Writing Diversity

February 28th. 2017

One of the challenges I face in re-creating a city from 1942 is trying to be true to the era without being disrespectful to diversity. The Big Inch pipeline was built during a time when immigrants were flooding into East Texas in droves (jobs, oil-related business opportunities, easy money from gambling, etc.) The Texas city that this story centers around, Longview, dates back to a post-Civil War era and the city fathers/mothers built monuments to Confederate war heroes. Those attitudes hadn’t dissipated much by 1942. With my 21-st century mindset altered from those who fought the Civil War for States Rights (and a lot of those rights included slavery) it’s a bit off-putting to write historical characters of color (african and middle-eastern) and be authentic to the sensibilities entrenched in 1942. Particularly, as I feel different about people of color (all colors) than these predecessors. So, how to do this and not re-write a time or culture? It was hard. I can’t promise I got this right, either. But I did put thought into not repeating traditional, Southern stereotypes. As a daughter of the south, I’m well aware of where the lines were drawn, what I had no experience to speak of, was what was life like on the other side of the line.

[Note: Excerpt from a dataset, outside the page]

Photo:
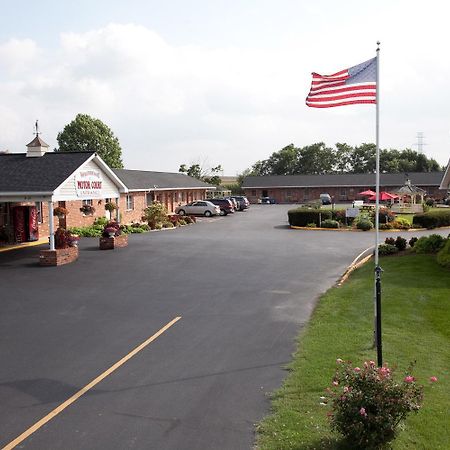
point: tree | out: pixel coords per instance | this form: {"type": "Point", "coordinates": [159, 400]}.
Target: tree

I’d asked friends of color to talk to me about this 1940s culture, but most said they didn’t know or they weren’t from here. I think they know, they just didn’t want to talk about it. So I took what I knew, and I put myself in shoes that didn’t fit. I tried to walk a mile or so through my mental re-creations of Longview and I tried to imagine what it would have been like for folks who were seemingly invisible to the majority. I believe that regardless of the color of a person’s skin, there’s still character, dignity, and grit. I used that as a leaping off point. I’ll know how that translates when I hear what readers think.

Playlist for Characters

February 25th. 2017

Though I wasn’t smart enough to figure this out at the beginning of my novel crafting life, writing scenes to specific music has given an intuition to my character’s actions and comments–a zest that was missing before. It helped to sit down one afternoon and think through what style of music–and why–would appeal to the people coming to life on my pages. Some ┬ácharacters love music, love to dance, and can’t hear a tune without tapping their fingers. Other don’t even acknowledge that they recognize a particular singer or group. Much like personality profiles help to craft a character, music has a role to play too. Plus, it’s fun learning this aspect of a character and using that knowledge to make the story more authentic.

Blown Away by Readers

February 20th. 2017

I’ve experienced the crazy, big sensation of having readers of The Big Inch call me, text, email and tell me how much they’ve enjoyed the book. It’s a dream come true to have conversations with people about the story and that they use words like “page-turner” “can put it down” and “how fast can I write the sequel?” It was such a risk to release a novel and embrace that fear of failure that is just a breath away, but this gift of affirmation is one that I hope to never forget. Thanks, readers. You mean the world to me.


February 1st. 2017

Tossing a bit of confetti over here as the web team at Key Creative revealed my new and improved website–most notably for the easy options for buying The Big Inch novel and connecting through social media outlets. It’s awesome to work with talented people who do their jobs so well.